This poem is so powerful and raw!! The way you’ve tackled the impact of words is super intense and relatable ~~ It really hits home how deeply language can hurt, even though people don’t always see it. The metaphor of becoming a “skeleton of my former self” from the weight of words?? Chills. That’s such a haunting, vivid image that perfectly captures the erosion of self-esteem and spirit over time. You really brought that pain to life in such a visceral way!! I feel it deeply!!

The formatting choices you’ve made (like with the indents toward the end) really build up the tension! That whole part where you slowly space out "finally had enough" is so visually striking and mirrors the emotional collapse happening in the poem!! It feels like the speaker is breaking right in front of you and it’s super effective. I would usually say it's tacky, but it works well here. It's good for a poem like this one.
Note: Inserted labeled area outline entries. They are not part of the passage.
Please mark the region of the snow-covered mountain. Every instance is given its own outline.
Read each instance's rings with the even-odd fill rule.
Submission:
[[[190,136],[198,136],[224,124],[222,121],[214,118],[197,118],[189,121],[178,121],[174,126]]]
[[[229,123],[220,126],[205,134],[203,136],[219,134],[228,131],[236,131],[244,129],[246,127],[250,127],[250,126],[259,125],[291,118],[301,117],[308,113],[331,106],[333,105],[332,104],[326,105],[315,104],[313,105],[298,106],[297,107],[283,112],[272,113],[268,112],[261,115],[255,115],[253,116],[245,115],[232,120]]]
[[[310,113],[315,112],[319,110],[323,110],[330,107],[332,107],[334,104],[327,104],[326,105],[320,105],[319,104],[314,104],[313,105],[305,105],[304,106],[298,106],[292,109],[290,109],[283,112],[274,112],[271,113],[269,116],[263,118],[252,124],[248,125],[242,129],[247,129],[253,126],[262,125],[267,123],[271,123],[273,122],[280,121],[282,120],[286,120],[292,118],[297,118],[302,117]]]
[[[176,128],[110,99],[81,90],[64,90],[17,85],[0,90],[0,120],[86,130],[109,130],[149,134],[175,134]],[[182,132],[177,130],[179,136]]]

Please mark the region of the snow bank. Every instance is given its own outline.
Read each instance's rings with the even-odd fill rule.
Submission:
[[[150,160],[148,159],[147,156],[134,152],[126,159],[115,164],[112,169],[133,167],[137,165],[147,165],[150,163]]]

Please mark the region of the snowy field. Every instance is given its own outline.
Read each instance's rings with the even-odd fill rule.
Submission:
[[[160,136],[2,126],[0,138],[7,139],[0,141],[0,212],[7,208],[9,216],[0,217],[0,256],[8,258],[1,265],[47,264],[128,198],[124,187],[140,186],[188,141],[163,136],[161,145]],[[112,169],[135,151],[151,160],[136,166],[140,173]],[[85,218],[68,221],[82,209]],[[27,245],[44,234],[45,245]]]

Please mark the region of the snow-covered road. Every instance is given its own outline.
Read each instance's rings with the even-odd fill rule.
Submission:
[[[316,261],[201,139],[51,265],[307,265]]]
Any time I spoke up no one took it seriously
“Children will be children”
“You will forget them anyway…”


Very very real !!! I hate how society patronizes younger people when it comes to mental health. It's not at all acceptable, but it still happens. Whenever I don't like something, I always turn to poetry to vent out my emotions!! I hope you do too.

Maybe explore how those thoughts creep in though, how they feel in the moment, and then contrast it with the speaker’s persistence in surviving ~~ That balance between despair and resilience is so compelling!! Their words hurt you, but you barely touch on how you ascend past them. What can you do to ignore them, or even change yourself instead of dwelling in your own negativity? Food for thought there.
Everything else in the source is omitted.